I found the reply to Robert Tarjan interesting, and I wonder how many people who...

leephillips · on May 21, 2014

I think the situation may have been like this:

Algorithm A has complexity like AO(n) and algorithm B goes like BO(n^2) (just made-up examples). So one would say that A is better. But the constant A happens to be very large, so that, until n becomes very large, B is actually faster, because the constant B is so much smaller. So conventional analysis would say that A is better in general, but its actual poor performance is "hiding" in the huge constant A, and is worse than B in real situations, where n never gets huge enough for A's complexity advantage to become relevant.

mcguire · on May 21, 2014

Jon Bentley (I think) described one situation once, where the problem was swapping two substrings in a string (again, I think). One of the algorithms was the double reversal trick[1] and the other wasn't; both were O(n). He implemented both and ran them on a large string on his (small) machine. One program finished in seconds while the other he terminated after several minutes.

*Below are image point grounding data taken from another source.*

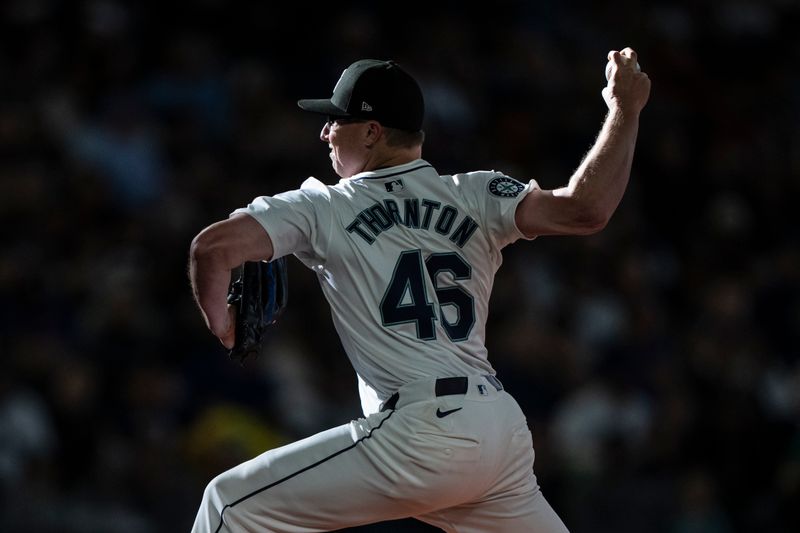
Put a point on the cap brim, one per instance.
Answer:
(322, 106)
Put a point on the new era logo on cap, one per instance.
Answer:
(375, 90)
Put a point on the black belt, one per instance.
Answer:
(446, 387)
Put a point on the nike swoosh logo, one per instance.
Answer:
(442, 414)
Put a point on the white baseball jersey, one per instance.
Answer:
(406, 258)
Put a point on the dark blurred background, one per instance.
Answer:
(658, 361)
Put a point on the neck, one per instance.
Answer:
(393, 158)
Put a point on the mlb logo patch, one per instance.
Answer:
(395, 186)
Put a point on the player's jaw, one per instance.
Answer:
(345, 150)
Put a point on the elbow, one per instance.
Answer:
(591, 221)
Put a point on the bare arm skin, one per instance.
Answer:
(216, 251)
(595, 189)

The difference was that the string was large enough to force the machine to swap memory out to disk and the slow version was exactly pessimal regarding the machine's paging algorithm. It would touch a location on a page, forcing it to be brought back into memory, and then wouldn't touch the page again until it had touched all of the other pages of the string. The fast program did a lot of work on one page before going to the next and finished relatively quickly, the slow program thrashed. The same thing can be seen with modern machines' memory caching.

However, this kind of complexity analysis is intended to abstract over machine specific details like cache line sizes and paging algorithms, to let algorithms be compared in the abstract. Usually, if you don't trip over weird edge cases and if the problem is large enough (an assumption that is part of the analysis), an algorithm with a better O notation will kind, sorta, maybe always be faster than one with a worse.

(I think you have a misapprehension: the "large constant factor" is part of the simplification process from the hairy formula that actually describes an algorithms' performance (see Knuth's discussion of a "recurrence relation") to the abstract summary of Big-O: O(f) = n, O(g) = n^2,.... It is not any factor in the program itself. For example, O(f) = n is true if f(x) = x and if f(x) = 2x. But the second one will be slower.)

[1] https://tecnocode.co.uk/2008/11/19/string-swap-algorithms/

Jtsummers · on May 21, 2014

Radix sort, its runtime is O(d * n) where d is the number of digits and n is the number of numbers being sorted. So for practical purposes d could become a constant in a given implementation. Compare that to other efficient algorithms (like merge sort) that are O(n log(n)). The constant could, below a certain input size, be larger than log(n).